Fortunately, there are organizations and armies of amateur astronomers around the world looking for these unexpected visitors.
There are at least seven automated observatories that scan the night sky for such objects. The Lincoln Near-Earth Asteroid Research program, the LINEAR Laboratory of Near-Earth Asteroids and the Catalina Sky Survey, are the most famous observatories that discovered thousands of near-Earth objects and a number of comets. The restarted NASA Neowise space telescope also peers into space in infrared light. The method, which is used by all automated systems, is to constantly probe the space and analyze the star field in search of objects that should not be there. Then, when the object is detected, it is necessary to calculate its orbit.

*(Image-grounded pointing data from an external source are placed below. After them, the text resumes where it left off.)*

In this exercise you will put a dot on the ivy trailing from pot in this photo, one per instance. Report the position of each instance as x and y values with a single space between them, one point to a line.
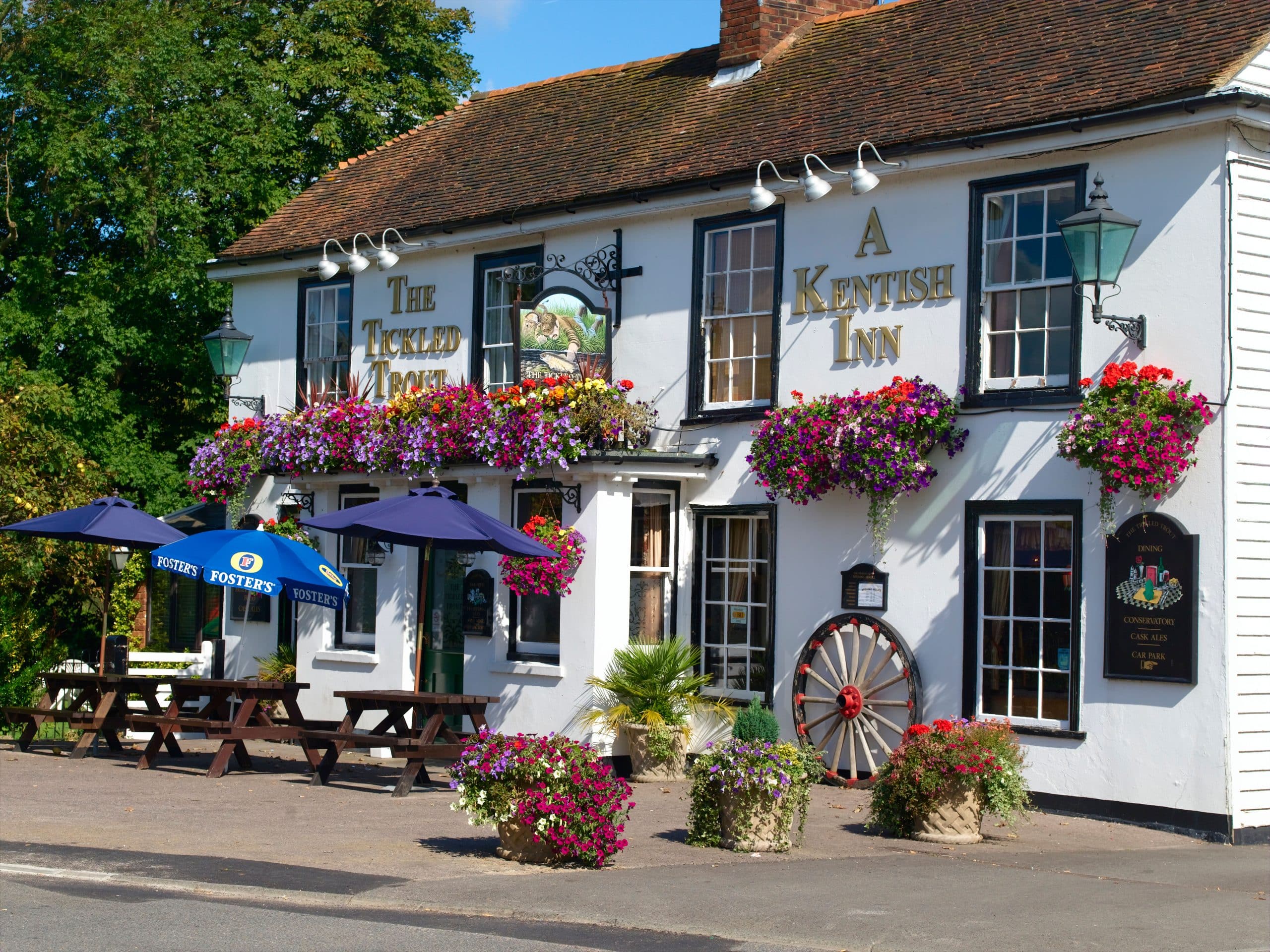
937 785
544 575
873 445
1137 429
747 794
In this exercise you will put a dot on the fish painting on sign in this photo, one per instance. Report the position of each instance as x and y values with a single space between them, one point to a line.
563 334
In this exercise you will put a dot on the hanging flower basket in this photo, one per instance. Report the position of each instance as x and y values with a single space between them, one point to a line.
545 575
1137 429
872 445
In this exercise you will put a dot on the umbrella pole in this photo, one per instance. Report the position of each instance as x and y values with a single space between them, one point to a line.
106 612
423 607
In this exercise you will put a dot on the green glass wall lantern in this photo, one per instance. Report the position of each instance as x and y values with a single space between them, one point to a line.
1098 241
226 348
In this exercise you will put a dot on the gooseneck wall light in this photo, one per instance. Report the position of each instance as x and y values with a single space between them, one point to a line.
226 350
1098 241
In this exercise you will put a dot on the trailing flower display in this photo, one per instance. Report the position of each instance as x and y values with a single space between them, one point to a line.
549 423
934 760
550 785
873 445
545 575
1139 429
762 780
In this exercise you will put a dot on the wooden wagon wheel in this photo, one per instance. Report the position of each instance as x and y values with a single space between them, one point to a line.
856 691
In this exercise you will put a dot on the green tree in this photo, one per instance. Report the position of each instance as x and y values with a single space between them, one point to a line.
139 137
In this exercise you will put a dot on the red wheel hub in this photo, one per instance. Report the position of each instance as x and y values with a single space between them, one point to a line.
850 702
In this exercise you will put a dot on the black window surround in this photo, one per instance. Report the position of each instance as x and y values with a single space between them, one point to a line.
697 411
675 488
699 540
482 264
974 298
974 512
302 307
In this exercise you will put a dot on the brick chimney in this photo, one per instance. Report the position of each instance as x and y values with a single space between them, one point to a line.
749 30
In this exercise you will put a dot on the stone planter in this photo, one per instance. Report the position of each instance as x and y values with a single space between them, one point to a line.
516 843
644 769
765 833
955 819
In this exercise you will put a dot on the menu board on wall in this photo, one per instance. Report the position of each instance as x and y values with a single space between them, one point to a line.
1152 601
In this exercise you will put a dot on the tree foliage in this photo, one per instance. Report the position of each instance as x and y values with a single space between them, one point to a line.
139 137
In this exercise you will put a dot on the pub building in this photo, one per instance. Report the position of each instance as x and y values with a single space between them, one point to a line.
913 164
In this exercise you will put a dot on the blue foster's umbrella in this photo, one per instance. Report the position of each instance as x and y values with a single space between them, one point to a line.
255 561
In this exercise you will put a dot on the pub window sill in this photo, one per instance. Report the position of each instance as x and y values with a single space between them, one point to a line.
535 669
347 656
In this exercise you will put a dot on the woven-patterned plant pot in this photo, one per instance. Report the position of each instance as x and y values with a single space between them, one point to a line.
644 769
955 819
516 843
765 833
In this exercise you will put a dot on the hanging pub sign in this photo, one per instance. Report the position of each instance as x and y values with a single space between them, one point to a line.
478 603
563 333
864 587
1152 601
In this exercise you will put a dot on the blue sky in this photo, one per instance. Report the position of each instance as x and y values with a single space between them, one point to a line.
522 41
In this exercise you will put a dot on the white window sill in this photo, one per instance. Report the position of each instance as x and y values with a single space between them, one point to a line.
536 669
347 656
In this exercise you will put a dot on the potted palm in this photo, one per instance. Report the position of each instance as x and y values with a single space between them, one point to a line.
649 694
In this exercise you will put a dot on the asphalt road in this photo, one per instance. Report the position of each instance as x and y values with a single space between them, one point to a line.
49 914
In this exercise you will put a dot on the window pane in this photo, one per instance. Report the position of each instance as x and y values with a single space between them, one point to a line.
1032 355
996 643
996 683
765 246
999 258
996 593
1032 307
1058 359
1055 701
1026 648
1028 261
996 547
1026 545
1025 685
1003 310
1058 545
1030 210
1058 595
1000 218
1001 356
1028 595
1062 203
740 258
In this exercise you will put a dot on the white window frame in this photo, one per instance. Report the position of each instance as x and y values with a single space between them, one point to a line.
668 570
1071 621
728 563
329 294
356 639
708 319
1051 243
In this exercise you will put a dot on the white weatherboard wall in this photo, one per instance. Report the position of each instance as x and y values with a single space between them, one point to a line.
1249 488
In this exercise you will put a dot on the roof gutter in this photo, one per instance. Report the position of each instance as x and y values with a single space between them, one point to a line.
1189 105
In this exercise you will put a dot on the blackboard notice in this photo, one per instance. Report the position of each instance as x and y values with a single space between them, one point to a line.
1152 595
478 603
864 587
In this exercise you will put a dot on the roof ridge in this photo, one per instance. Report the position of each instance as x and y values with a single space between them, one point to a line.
593 71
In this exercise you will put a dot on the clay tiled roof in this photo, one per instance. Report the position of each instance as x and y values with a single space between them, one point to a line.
906 74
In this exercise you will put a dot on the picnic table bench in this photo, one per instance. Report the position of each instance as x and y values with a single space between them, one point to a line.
98 705
190 711
411 728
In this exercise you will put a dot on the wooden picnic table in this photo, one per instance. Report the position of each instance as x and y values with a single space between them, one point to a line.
98 706
413 726
202 705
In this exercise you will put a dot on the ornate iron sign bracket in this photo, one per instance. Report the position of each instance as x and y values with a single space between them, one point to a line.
602 270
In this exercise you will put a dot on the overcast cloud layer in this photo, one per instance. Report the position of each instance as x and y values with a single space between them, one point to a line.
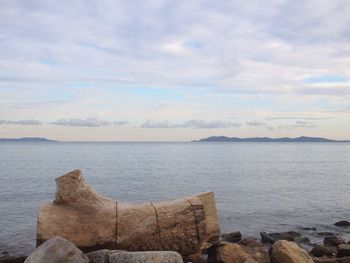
174 70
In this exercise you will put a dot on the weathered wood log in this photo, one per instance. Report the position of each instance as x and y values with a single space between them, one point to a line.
92 221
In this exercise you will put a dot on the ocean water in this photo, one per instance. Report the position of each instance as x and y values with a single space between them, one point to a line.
258 186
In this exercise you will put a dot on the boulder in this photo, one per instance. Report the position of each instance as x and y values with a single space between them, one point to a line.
325 233
342 223
146 257
343 250
273 237
233 237
332 260
6 258
57 250
289 252
233 252
333 241
101 256
182 225
320 251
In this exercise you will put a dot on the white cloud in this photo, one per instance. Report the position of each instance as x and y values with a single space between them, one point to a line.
24 122
90 122
197 124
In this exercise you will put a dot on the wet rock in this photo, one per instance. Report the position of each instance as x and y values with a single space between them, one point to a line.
196 258
343 250
146 257
304 240
57 250
320 251
342 223
333 241
289 252
273 237
253 251
332 260
6 258
325 233
101 256
309 228
233 237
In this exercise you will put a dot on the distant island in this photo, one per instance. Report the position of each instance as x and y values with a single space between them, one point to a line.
266 139
26 139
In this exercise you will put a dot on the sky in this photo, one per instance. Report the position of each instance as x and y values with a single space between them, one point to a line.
174 70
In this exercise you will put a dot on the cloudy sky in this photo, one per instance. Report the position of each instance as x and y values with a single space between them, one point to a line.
174 70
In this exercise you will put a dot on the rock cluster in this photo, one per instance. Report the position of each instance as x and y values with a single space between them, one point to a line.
93 222
59 250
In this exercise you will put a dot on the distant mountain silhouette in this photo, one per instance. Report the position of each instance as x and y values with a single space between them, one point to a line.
266 139
26 139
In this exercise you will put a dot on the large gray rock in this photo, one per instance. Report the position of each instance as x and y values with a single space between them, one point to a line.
146 257
289 252
57 250
101 256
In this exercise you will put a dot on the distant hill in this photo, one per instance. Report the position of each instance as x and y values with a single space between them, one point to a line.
26 139
266 139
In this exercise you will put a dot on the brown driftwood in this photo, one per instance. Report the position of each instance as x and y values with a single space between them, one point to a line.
92 221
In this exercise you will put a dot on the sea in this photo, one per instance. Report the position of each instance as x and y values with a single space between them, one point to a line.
269 187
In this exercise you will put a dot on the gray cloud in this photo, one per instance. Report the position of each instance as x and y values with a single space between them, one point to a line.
202 124
90 122
197 124
298 124
159 124
24 122
120 123
298 118
255 123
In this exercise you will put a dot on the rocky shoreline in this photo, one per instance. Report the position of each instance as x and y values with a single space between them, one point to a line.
277 247
82 226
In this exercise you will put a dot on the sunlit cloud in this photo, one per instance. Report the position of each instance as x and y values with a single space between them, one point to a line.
91 122
140 64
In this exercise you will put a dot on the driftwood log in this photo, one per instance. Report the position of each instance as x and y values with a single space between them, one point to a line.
92 221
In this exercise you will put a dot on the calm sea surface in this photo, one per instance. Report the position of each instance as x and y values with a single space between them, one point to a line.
258 186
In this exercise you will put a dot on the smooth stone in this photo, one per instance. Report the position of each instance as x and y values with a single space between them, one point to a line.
333 241
273 237
325 233
101 256
320 251
343 250
332 260
233 237
253 251
284 251
146 257
6 258
57 250
342 223
309 228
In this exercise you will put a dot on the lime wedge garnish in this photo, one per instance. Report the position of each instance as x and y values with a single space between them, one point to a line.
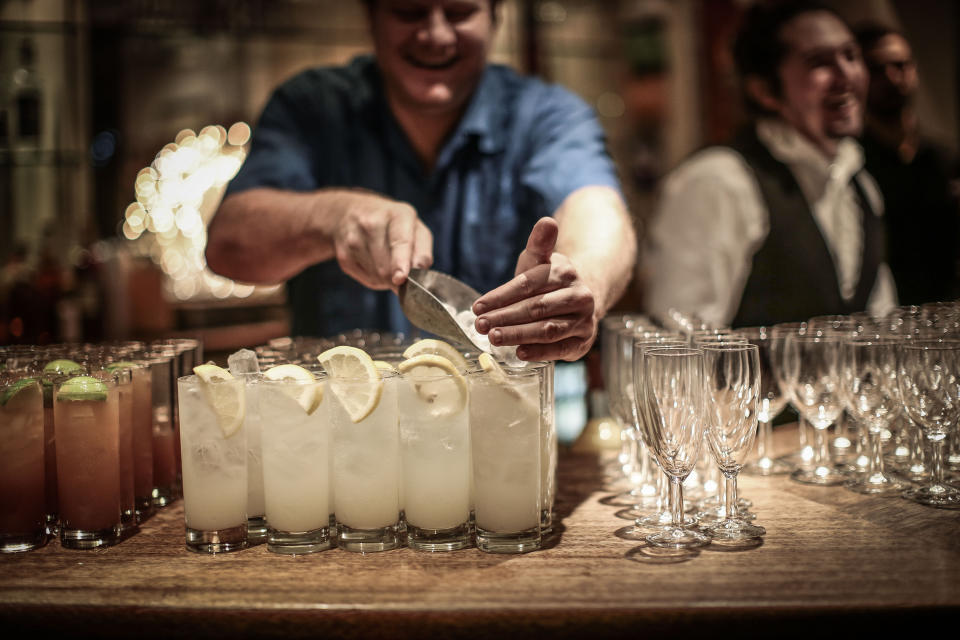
65 367
15 388
83 388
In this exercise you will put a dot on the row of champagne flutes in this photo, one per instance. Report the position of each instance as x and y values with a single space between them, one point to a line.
671 392
894 377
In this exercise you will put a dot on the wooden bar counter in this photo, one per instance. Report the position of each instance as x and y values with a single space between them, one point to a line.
832 561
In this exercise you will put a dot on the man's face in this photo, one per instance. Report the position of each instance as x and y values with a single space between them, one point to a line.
893 74
431 52
823 79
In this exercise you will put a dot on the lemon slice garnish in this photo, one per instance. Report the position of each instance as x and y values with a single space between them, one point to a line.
437 382
346 366
307 393
226 398
439 348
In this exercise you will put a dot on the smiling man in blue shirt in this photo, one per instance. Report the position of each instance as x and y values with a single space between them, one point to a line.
424 155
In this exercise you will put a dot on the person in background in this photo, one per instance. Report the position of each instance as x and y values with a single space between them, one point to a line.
426 154
783 224
914 173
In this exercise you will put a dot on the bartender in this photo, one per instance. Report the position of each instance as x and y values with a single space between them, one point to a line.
422 155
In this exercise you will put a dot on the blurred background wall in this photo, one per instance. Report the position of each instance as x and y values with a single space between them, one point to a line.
93 90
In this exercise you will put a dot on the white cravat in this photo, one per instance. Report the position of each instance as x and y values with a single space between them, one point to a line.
828 188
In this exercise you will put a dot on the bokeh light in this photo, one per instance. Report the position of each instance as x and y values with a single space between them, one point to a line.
176 196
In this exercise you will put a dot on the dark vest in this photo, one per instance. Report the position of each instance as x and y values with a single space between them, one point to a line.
793 277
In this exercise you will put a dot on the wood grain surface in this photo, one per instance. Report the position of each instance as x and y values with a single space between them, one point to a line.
832 561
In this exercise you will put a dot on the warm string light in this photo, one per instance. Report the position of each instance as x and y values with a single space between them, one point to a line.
176 196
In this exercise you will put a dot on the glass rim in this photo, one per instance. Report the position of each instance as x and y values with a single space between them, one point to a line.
320 376
728 346
929 344
673 351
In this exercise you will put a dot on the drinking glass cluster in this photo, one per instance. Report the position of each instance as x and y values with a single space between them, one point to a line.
407 474
91 439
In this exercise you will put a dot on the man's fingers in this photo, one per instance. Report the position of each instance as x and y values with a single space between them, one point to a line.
540 279
401 237
559 302
540 245
527 284
422 257
570 349
556 329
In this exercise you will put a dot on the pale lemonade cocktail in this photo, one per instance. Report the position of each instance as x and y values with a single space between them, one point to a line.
366 449
295 445
214 455
435 453
22 498
505 419
87 424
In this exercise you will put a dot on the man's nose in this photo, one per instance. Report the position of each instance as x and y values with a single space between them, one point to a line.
438 30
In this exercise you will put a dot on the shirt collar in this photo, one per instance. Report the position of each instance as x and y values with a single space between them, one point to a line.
485 115
793 149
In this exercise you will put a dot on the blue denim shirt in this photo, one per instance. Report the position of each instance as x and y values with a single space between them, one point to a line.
521 148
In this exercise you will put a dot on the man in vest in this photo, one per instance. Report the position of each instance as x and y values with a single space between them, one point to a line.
783 224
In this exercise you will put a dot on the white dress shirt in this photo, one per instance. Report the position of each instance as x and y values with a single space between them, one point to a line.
712 219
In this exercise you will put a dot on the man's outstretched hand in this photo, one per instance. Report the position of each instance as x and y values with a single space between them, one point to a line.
546 309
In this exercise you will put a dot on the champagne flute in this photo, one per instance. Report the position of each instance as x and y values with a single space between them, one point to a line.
732 382
813 362
643 494
930 391
772 402
780 333
869 383
668 385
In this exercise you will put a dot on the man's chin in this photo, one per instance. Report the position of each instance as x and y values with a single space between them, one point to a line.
844 128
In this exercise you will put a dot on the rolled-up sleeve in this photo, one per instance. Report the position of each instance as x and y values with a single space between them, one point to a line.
568 148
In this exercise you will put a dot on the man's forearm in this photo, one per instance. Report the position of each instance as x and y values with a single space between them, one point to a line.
597 235
266 236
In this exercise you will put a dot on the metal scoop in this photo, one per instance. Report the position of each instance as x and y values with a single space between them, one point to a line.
422 298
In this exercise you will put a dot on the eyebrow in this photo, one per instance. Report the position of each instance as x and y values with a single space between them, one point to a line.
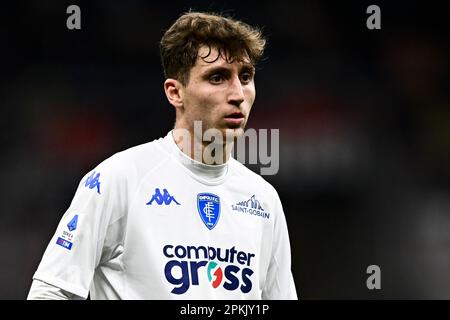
220 69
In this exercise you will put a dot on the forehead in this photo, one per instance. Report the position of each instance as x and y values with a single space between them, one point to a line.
209 57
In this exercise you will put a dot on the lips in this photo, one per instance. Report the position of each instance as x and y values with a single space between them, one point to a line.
235 115
235 119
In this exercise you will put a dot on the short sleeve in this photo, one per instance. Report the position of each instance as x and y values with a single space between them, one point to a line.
75 249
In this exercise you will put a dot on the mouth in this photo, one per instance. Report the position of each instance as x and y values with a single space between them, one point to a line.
235 118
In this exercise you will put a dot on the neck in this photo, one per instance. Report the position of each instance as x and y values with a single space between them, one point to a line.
194 146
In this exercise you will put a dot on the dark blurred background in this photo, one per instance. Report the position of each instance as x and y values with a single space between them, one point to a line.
363 118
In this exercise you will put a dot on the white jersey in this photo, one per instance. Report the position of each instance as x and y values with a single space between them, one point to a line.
151 223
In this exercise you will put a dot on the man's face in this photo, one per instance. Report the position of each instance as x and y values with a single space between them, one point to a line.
218 93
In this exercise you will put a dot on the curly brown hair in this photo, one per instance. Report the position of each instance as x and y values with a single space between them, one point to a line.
235 40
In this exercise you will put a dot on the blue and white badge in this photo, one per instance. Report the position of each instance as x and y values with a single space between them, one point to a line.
208 206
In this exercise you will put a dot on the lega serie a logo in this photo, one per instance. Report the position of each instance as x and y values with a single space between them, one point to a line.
219 268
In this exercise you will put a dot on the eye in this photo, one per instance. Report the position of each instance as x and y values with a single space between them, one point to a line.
216 79
246 77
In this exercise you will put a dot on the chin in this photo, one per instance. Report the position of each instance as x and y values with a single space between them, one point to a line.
233 133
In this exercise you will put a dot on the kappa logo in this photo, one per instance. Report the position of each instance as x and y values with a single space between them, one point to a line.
93 181
208 206
72 225
64 243
161 198
251 206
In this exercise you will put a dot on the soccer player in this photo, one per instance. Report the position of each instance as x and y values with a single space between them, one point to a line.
157 221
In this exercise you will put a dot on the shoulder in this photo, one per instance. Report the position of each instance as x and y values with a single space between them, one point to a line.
133 162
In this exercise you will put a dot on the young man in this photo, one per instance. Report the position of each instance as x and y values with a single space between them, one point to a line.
164 220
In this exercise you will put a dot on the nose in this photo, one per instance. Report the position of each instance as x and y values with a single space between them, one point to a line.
236 93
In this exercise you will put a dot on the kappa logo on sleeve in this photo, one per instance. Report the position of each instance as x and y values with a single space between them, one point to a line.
93 181
64 243
72 225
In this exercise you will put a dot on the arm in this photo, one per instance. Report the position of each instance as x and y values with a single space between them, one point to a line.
279 281
41 290
78 245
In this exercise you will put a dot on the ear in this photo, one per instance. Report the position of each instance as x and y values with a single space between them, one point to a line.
174 92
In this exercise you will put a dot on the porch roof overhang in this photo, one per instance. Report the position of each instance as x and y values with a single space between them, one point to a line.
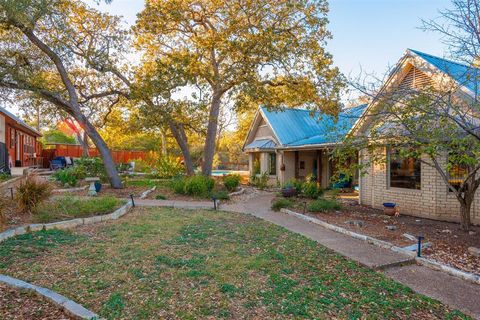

To understand this, imagine that you need to take a picture of a tennis ball that flies through the air. A single photo can give an idea of the position of an object, but it will definitely not tell you anything about its speed and direction. You need to take more photos within a certain time. The same goes for the asteroid photo. You need to open it first, and then calculate its orbit. After the orbital characteristics are known, it will be possible to predict its orbital path and begin calculating the risk of this object.
At present, 13280 near-earth objects have been discovered that pass in the orbital neighborhood of the Earth. All that remains for us to do is to keep our eyes open and carefully follow the starry sky.